Все древогнёзды, не отрываясь, смотрят на Мару. А Мара смотрит в древние совиные глаза Кэндлриггс и содрогается еще до того, как та произносит следующую фразу.
— Камень рассказал нам о тебе, Мара Бэлл. Теперь, когда ты здесь, предсказание сбудется.
Предсказание
Чтобы не встречаться с благоговейными взглядами древогнездов, Мара поворачивается к Горбалсу. — Что за предсказание? — тревожно спрашивает она.
Но Горбалс смотрит на нее не менее восхищенно, чем все остальные.
— Это ошибка, — говорит им Мара. — Я не та, за кого вы меня принимаете. Я потеряла дом, семью, всех людей, которых любила, и оказалась здесь только потому, что мне больше некуда было деваться. В мире за стеной у меня ничего не осталось.
— Извини что упал на тебя, — приглушенным голосом говори Горбалс. — Я же не знал, кто ты…
Мара отступает назад, мотая головой. Кэндлриггс мягко кладет руку ей на плечо.
— Мы не можем заставить тебя остаться, — говорит старуха. — Но, если хочешь, я покажу тебе Камень предсказаний, и ты узнаешь, кто ты такая.
Я и так знаю, кто я такая, думает Мара. И я не хочу быть той, про кого вы думаете.
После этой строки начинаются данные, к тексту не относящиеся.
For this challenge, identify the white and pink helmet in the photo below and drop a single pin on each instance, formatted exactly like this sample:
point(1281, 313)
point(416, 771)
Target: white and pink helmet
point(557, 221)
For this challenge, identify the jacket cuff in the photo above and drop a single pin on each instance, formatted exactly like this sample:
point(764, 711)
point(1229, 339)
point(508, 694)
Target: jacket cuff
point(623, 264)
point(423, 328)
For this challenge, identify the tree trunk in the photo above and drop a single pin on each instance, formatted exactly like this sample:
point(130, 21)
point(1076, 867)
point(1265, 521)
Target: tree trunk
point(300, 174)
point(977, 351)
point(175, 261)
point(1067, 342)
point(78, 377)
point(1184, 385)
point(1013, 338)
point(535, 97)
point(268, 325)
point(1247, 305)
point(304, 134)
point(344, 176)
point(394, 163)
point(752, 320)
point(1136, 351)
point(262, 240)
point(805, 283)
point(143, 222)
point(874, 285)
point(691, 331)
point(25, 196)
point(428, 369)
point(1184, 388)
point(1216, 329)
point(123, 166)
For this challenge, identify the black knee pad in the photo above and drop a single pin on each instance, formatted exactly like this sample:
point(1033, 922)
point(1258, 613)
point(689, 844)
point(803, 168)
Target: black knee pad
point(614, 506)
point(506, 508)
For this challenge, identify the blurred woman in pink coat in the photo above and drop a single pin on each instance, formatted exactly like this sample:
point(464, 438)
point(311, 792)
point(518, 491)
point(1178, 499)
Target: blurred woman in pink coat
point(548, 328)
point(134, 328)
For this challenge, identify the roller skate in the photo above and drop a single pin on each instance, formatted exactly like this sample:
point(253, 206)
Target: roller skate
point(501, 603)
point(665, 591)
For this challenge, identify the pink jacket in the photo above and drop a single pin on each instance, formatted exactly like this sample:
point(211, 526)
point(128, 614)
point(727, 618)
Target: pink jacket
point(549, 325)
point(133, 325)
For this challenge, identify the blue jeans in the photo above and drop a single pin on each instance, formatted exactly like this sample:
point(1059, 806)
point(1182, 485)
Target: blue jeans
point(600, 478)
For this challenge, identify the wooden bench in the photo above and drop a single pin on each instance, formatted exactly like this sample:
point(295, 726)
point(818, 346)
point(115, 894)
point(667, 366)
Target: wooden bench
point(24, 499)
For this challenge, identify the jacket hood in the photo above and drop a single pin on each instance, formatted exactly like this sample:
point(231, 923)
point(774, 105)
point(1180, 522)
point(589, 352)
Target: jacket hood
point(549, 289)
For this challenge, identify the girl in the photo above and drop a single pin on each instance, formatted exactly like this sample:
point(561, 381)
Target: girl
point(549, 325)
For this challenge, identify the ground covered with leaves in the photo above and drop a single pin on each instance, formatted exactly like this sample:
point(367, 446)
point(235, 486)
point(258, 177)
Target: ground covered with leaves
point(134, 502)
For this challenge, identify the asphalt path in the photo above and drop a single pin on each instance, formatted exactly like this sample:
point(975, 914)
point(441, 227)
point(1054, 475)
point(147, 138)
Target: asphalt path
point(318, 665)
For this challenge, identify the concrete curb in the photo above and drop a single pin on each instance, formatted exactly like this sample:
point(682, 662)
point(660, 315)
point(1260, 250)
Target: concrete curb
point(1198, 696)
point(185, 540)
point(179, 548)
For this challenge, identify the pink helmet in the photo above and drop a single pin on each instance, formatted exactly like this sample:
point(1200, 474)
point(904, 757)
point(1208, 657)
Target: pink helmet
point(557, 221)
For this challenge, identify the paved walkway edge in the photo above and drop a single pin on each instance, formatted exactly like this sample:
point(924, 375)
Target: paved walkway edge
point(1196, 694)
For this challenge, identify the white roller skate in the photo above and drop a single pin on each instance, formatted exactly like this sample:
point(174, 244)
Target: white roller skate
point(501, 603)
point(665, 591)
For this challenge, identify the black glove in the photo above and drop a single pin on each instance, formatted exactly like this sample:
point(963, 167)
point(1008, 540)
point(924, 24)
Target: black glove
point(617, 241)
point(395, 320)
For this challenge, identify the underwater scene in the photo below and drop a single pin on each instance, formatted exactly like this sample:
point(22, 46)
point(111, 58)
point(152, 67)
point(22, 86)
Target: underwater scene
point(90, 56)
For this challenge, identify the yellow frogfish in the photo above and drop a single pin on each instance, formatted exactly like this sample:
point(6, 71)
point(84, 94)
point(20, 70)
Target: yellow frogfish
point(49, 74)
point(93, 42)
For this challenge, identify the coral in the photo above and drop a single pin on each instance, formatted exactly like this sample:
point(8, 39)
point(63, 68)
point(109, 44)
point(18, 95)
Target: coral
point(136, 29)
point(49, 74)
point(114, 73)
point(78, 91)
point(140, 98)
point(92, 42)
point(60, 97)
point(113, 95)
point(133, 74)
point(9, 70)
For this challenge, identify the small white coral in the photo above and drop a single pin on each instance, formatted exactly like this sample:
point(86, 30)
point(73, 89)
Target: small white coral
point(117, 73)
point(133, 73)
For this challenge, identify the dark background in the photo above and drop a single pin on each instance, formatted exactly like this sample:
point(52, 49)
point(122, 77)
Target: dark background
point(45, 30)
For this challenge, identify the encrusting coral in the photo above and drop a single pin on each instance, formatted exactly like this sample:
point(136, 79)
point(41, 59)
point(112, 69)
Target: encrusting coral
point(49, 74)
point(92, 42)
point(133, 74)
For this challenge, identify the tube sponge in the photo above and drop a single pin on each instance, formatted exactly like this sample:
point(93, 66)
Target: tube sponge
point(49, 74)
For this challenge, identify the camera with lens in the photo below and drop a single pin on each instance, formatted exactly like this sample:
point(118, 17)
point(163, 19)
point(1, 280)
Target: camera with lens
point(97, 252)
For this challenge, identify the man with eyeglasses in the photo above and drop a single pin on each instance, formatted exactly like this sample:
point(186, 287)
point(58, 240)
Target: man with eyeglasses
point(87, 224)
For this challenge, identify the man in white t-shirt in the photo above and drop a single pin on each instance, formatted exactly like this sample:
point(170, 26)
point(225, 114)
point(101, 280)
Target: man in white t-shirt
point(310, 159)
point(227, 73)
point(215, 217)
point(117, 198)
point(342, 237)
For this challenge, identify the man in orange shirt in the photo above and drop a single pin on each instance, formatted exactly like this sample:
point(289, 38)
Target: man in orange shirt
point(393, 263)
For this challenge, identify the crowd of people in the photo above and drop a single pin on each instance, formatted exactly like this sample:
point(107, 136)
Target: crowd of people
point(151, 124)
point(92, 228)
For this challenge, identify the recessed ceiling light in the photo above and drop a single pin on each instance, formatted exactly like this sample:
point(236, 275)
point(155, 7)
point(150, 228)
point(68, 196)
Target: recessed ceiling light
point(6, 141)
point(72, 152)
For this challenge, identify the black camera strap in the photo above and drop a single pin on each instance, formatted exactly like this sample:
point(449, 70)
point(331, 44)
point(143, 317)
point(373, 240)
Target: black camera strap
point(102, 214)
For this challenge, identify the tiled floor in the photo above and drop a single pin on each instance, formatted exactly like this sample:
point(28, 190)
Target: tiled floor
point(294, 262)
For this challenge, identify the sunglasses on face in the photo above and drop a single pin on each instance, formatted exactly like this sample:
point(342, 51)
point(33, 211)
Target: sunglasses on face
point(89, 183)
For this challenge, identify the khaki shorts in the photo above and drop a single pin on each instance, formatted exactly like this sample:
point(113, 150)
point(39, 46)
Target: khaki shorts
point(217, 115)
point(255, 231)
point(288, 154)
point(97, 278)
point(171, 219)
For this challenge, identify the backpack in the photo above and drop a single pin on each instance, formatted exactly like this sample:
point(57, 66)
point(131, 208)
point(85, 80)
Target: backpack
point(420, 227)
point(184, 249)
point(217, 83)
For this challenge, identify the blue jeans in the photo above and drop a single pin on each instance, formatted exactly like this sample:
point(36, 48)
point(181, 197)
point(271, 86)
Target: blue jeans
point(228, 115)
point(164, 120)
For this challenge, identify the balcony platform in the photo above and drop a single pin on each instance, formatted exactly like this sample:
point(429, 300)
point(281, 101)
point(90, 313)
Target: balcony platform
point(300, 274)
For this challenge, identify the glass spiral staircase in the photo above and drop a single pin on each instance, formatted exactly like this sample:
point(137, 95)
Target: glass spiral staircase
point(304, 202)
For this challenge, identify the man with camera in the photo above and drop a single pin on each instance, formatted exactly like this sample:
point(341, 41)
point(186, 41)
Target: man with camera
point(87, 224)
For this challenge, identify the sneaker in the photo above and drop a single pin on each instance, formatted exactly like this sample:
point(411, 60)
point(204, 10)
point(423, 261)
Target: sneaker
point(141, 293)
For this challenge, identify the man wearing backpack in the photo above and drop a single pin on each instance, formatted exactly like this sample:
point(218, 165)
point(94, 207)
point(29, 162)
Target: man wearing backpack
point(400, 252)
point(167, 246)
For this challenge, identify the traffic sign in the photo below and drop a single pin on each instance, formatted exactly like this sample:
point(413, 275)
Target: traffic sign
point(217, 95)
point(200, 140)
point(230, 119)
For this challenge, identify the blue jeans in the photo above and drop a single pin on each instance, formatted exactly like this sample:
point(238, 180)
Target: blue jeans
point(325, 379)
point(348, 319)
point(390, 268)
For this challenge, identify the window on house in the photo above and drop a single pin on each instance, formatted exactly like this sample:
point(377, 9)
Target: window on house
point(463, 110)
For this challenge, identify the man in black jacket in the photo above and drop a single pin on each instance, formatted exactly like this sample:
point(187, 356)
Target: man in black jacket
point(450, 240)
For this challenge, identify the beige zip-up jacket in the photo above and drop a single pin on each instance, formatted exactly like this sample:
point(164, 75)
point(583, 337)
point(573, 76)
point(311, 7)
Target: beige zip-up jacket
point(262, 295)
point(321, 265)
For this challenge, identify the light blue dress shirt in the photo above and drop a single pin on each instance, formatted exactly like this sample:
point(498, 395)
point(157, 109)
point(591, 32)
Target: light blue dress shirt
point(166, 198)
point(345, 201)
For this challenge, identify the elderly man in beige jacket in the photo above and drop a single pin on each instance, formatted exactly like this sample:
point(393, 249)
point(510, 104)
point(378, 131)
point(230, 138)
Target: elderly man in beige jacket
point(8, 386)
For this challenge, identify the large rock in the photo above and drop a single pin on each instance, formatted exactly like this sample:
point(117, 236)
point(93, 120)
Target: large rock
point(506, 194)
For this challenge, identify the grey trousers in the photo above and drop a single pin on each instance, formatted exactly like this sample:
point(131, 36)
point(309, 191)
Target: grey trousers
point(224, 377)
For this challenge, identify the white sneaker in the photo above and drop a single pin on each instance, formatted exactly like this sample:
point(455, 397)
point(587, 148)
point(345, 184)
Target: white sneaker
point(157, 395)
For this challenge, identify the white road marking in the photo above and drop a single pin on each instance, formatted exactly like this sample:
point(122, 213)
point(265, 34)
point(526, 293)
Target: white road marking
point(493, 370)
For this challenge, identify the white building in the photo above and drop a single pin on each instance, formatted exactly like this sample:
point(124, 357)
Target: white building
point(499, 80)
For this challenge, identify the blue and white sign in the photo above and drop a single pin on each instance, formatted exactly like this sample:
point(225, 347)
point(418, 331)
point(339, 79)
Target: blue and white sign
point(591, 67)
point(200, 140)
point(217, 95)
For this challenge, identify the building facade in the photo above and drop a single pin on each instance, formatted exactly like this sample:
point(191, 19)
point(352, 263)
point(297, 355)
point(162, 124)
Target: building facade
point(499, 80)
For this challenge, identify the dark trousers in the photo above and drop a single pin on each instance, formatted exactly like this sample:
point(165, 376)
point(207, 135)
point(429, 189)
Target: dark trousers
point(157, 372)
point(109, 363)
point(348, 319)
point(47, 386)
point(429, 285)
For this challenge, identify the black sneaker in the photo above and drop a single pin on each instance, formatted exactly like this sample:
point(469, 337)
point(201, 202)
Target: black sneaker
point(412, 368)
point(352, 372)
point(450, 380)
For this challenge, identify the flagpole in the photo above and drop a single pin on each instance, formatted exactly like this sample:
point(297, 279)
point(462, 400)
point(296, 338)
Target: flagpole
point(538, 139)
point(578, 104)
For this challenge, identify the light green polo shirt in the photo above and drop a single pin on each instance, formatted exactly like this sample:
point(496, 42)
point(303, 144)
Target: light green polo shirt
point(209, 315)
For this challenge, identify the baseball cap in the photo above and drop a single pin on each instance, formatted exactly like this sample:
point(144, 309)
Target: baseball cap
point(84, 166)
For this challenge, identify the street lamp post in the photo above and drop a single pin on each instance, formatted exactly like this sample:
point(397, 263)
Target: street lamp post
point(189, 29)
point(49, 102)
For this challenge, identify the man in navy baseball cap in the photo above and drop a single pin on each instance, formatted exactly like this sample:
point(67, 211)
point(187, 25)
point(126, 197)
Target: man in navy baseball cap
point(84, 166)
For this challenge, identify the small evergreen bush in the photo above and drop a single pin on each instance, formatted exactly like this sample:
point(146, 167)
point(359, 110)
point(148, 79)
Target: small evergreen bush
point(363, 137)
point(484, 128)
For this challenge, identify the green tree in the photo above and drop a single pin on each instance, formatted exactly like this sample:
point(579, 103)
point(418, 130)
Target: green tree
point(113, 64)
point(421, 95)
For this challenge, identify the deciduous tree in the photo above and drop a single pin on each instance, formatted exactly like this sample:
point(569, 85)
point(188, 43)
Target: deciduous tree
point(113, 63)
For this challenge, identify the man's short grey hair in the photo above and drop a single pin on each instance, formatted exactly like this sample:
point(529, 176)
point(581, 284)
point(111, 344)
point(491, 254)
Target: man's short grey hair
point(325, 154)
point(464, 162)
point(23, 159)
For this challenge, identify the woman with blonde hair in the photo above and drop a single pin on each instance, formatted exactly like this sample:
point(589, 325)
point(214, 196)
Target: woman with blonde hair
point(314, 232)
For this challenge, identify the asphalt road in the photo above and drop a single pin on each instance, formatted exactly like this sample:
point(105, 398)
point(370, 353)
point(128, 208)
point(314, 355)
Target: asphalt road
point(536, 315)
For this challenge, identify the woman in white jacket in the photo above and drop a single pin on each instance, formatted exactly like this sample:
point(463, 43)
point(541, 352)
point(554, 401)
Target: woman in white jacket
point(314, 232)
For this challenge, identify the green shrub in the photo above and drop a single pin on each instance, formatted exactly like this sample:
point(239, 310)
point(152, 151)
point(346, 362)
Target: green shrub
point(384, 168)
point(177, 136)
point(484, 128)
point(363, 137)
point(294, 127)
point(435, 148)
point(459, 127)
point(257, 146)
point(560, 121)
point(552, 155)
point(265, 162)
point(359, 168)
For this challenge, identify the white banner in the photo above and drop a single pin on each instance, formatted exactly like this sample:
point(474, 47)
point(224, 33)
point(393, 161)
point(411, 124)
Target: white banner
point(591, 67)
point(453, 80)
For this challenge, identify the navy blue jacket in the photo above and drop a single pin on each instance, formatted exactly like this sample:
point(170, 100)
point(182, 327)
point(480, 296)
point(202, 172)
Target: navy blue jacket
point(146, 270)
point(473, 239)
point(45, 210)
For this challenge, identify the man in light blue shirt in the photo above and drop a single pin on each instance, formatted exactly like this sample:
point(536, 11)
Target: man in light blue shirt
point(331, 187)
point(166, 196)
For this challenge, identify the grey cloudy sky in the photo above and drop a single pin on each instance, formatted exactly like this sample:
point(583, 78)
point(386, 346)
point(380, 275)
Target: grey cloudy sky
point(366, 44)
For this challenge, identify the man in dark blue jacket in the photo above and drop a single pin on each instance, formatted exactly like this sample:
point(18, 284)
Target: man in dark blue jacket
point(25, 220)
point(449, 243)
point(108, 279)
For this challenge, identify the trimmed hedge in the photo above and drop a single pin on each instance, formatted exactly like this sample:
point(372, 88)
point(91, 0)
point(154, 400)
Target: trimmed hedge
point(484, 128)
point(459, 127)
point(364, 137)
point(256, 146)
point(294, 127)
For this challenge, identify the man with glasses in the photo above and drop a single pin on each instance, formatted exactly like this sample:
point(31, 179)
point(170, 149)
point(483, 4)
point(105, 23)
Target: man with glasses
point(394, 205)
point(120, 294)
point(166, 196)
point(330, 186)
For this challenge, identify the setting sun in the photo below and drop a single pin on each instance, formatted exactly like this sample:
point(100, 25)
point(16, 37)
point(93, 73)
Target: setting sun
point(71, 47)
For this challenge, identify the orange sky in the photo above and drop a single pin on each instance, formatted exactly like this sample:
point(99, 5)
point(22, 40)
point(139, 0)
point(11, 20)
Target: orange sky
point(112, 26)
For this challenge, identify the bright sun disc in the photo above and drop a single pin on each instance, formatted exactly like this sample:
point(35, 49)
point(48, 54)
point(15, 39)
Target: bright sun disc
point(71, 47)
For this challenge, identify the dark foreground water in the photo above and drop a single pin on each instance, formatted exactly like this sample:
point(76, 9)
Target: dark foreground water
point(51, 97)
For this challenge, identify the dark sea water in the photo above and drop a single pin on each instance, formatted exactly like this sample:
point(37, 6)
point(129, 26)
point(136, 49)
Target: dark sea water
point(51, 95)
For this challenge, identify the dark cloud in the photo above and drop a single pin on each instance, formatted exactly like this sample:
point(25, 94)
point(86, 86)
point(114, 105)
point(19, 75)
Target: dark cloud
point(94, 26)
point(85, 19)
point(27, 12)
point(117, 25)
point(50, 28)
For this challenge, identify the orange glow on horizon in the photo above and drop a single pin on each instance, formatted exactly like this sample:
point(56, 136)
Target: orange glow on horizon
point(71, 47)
И всё же ей чертовски интересно узнать про предсказание. Что может быть общего у нее, Мары, с этими странными жителями Нижнего Мира?!
И, сгорая от любопытства, Мара послушно идет за старухой.
* * *
Всей компанией они садятся на плоты и плывут по дымящейся воде мимо острых шпилей и островков, переходя из тени в пятна солнечного света и снова возвращаясь в тень, отбрасываемую воздушными туннелями Нью-Мунго. Они минуют развалины моста, которые кишмя кишат водяной шпаной. Мальчишки облепили ржавый остов древнего транспортного средства. — Мара знает, что оно называлось автобусом — и, как с вышки, хохоча и веселясь, прыгают с его крыши в глубокую мутную воду.
Становится жарко, и древогнезды скидывают большую часть своей пластиковой одежды. В воздухе — ни ветерка. Городская стена напоминает Маре стенки огромной кастрюли-скороварки, а ажурные конструкции Нью-Мунго — решетку гриля, под которой в полуденном жаре плавится Нижний Мир. Кажется, от духоты не страдает только Кэндлриггс в своем травяном наряде.
— Далеко еще? — Мара снимает куртку, изнемогая от жары, голода и жажды. — Я больше не могу!
Кэндлриггс лезет в глубокий карман, приделанный к ее балахону, и достает кожаную флягу. Затем, вытащив пробку, протягивает флягу Маре.